The second is an attempt to devise a serious new EU project, around which the 27 member states will be able to rally. This new project has begun to take shape and it is a defence and security alliance of the sort that the UK was always wary of.

From the alacrity with which the French and the Germans have announced preparations and the prominent place the plan occupied in Jean-Claude Juncker’s annual state of the EU speech this week, it could be deduced that UK resistance is what had been stopping such an arrangement all along.

There is truth in this, but it is not the whole truth. What is true is that anything that even slightly hinted at the creation of a European defence headquarters was coldshouldered by the UK. London’s view was that any EU defence headquarters risked duplication and ambiguity in relation to the North Atlantic alliance and was to be discouraged by every possible means. Anything that might resemble a joint military force – or, heaven forbid, a real-live European army – was both ridiculed as impracticable and ruled out of order.

And for a long time, through the 1990s and early 2000s, this was Washington’s view, too. But it never quite convinced. On the one hand, the US wanted the European members of Nato to accept more of the expense and obligations of membership; on the other, it rejected outright any move to a coordinated EU defence that might help to do this. The British stood with the US.

Under President Obama, however, it seemed that Washington’s objections to EU defence coordination were softening. The calls for the European members of Nato to contribute more were as loud as ever. But the particular objections to the EU developing a defence arm were less often heard.

Indeed, as the East and Central Europeans worried about a resurgent Russia in the wake of its annexation of Crimea, there seemed to be something almost akin to acquiescence in Washington that the EU might be part of a solution. Suddenly, the UK risked being the odd country out.

Brexit, or its prospect, could leave the US and the EU on the same page. It could even open the way for a new, trilateral, area of cooperation. By leaving the EU, the UK takes a chunk of the budget with it, and an even bigger chunk of its defence capability. Part of the EU’s new security initiative may be about trying to plug that gap.

But it is also designed to respond to a new, and specifically EU, need, in the light of the migration crisis and its threat to the Schengen agreement. The inadequacies of EU security were highlighted in the summer of 2015 and the EU’s defences remain a botched job, haphazardly reinforced by restored border controls and fences at vulnerable points.

A strong argument could be made for a pan-European defence force to remedy this. Border control, however, remains a national, not EU, competence, and one that is jealously guarded especially by the “new” EU members. Extending the remit even of Frontex is controversial. Yet it is hard to see how else the demands can be met on the one hand for a more secure external border and on the other for continued free movement. The joint defence initiative now being broached is a start.

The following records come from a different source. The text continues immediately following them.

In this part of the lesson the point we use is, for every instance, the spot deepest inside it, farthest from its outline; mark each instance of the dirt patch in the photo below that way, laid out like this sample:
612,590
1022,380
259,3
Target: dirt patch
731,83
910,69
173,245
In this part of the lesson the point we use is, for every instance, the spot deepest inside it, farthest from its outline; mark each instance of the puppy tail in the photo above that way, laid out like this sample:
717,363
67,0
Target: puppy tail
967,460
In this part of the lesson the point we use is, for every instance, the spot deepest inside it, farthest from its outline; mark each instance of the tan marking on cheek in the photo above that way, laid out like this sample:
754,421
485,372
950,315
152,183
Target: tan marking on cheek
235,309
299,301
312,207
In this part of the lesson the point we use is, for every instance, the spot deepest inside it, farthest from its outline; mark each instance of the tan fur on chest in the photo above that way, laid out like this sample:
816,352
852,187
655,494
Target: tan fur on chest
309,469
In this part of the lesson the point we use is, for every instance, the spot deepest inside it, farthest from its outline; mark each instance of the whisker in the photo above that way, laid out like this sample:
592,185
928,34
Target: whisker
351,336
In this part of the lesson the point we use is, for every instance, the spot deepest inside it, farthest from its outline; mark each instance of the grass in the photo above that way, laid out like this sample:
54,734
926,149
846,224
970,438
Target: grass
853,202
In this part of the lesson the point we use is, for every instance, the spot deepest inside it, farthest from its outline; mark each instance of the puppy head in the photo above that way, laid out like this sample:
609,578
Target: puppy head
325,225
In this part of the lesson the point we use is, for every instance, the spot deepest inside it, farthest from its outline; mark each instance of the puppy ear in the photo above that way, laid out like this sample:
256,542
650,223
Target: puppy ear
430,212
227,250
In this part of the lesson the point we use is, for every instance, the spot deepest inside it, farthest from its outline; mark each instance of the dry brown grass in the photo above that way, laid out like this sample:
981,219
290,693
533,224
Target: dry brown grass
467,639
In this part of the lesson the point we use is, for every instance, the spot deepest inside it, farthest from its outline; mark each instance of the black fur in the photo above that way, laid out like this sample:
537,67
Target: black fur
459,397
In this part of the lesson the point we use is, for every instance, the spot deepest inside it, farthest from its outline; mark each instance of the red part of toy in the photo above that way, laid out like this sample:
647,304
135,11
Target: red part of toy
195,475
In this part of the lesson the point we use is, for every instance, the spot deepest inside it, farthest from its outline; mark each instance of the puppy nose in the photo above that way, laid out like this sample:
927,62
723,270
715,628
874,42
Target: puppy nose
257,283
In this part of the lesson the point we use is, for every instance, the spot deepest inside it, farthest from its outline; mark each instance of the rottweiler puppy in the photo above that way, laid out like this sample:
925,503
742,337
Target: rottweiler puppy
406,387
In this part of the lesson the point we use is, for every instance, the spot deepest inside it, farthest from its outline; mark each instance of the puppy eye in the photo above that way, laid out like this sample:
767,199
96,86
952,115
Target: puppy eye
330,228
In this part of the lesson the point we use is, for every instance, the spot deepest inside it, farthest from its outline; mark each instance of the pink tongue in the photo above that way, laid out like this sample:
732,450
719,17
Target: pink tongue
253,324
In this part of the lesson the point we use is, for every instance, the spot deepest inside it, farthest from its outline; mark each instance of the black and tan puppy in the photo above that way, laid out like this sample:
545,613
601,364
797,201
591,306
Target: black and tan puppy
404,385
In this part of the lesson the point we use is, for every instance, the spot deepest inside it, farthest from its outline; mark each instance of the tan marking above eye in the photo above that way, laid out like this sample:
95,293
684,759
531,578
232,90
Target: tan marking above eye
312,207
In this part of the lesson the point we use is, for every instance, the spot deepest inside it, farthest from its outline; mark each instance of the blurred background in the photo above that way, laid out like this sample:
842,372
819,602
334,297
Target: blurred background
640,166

It is a start, though, and it could lead to what has been called a “two-speed” EU, with an inner core of states that accepts the whole package – a single currency, free movement and joint defence arrangements – and an outer group for whom this whole package is unacceptable, either in principle or practice, or both.

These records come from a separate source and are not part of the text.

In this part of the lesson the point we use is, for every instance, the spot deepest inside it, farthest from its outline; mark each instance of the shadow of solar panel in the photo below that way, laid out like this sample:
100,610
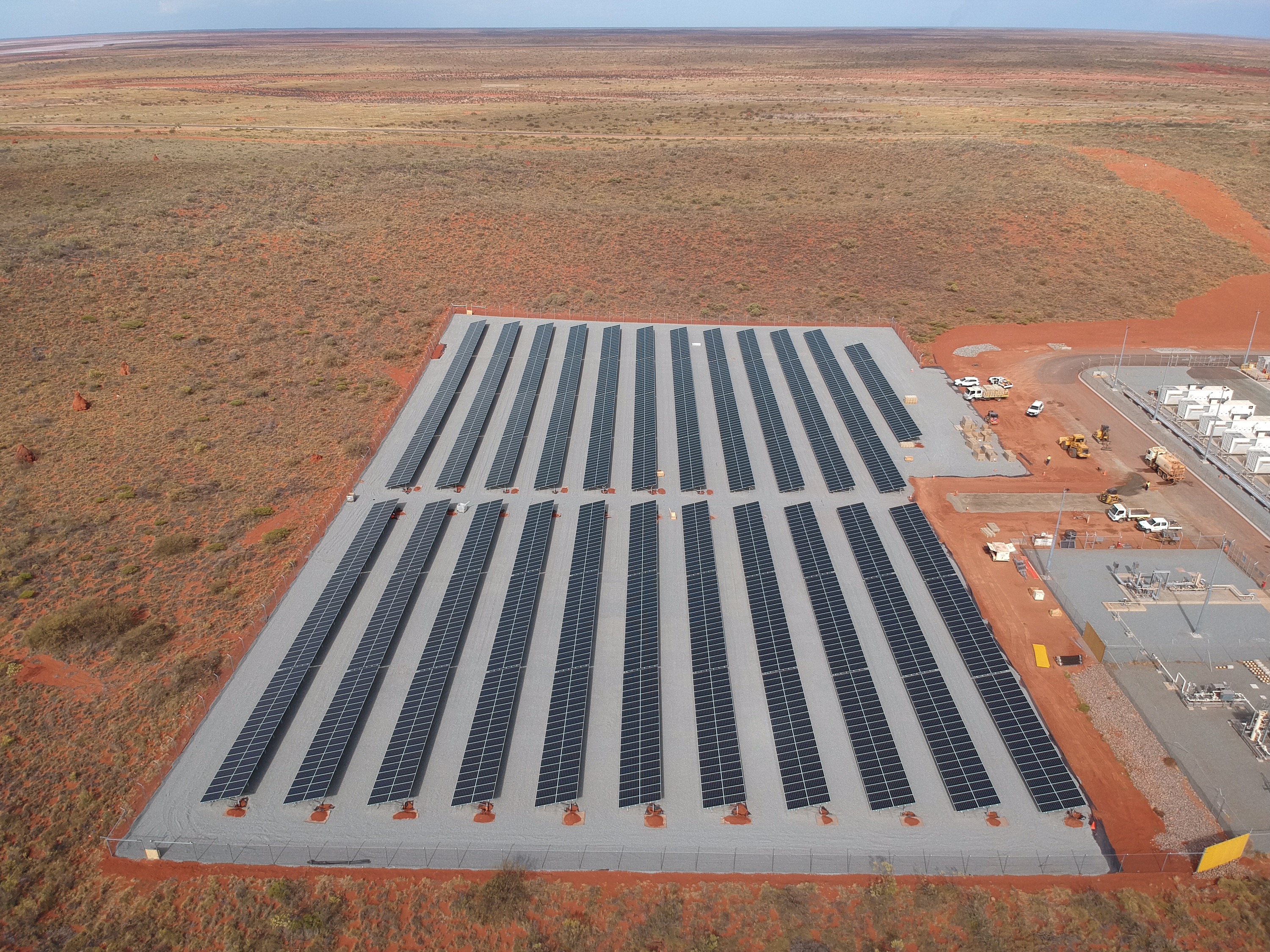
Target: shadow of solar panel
502,473
882,468
560,772
560,427
693,469
482,767
235,773
600,448
644,448
432,422
722,779
958,762
641,758
736,455
789,478
897,417
837,476
877,757
797,754
455,471
329,744
422,707
1038,759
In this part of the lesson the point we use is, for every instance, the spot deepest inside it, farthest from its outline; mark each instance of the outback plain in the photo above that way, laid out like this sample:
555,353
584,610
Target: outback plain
225,259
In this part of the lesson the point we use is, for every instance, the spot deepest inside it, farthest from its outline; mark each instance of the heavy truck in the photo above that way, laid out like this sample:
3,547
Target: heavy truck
1169,466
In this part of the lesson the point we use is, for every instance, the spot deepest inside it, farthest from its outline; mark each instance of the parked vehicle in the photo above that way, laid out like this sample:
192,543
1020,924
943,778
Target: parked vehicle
1119,512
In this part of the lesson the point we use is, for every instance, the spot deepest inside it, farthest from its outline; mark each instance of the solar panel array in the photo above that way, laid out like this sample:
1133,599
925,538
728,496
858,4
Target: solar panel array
235,773
409,742
878,461
881,768
502,473
837,476
958,762
411,461
736,455
327,751
641,759
789,478
560,773
600,450
797,754
560,427
693,468
644,451
718,748
892,409
1039,762
482,767
455,471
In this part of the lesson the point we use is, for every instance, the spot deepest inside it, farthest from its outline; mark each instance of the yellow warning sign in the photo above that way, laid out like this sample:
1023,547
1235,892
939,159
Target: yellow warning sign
1223,853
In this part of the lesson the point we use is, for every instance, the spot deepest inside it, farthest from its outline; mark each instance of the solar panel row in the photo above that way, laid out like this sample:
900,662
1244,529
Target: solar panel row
409,743
455,471
884,396
600,450
644,450
736,456
693,468
641,759
560,427
789,478
878,461
837,476
329,744
881,768
482,768
964,776
1033,749
797,754
502,473
719,751
411,461
560,773
235,772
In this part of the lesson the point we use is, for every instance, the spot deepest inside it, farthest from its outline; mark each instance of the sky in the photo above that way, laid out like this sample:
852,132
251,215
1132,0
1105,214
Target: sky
51,18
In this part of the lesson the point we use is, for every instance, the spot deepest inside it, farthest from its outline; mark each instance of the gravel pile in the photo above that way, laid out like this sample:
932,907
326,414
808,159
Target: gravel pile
1188,823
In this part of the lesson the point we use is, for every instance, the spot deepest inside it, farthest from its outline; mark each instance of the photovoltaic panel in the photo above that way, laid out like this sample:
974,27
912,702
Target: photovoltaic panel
235,773
600,450
409,743
881,768
482,767
958,762
644,451
882,468
432,422
789,478
455,471
502,473
641,759
557,446
722,779
893,410
736,455
693,468
1030,744
560,773
797,754
837,476
329,744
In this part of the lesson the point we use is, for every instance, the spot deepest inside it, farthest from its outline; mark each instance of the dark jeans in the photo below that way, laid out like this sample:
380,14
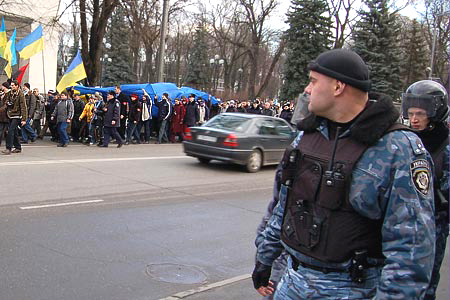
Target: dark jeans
147,128
163,131
28,132
62,130
3,127
13,134
132,132
111,131
37,126
122,128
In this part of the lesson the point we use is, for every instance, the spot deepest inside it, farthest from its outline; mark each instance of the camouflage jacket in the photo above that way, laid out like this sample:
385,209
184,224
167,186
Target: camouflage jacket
382,187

It is coincidence, but also telling, that the EU presidency should be held at such a time by Slovakia, a member (with Hungary, Poland and the Czech Republic) of the Visegrad group, which wants stronger defences and continued free movement but baulks at accepting a system of quotas for refugees on grounds of practicality and national sovereignty. Its biggest member, Poland, has also put its entry to the single currency on hold.

In essence, the very same contradictions and competing arguments that contributed to the UK’s departure can be seen at the other edge of Europe, too.

And together, perhaps, they pose a question. Not a question about the viability of the original European project, but about the wisdom of expanding it – about the speed, the direction, and even whether some of those enlargements were a good idea at all.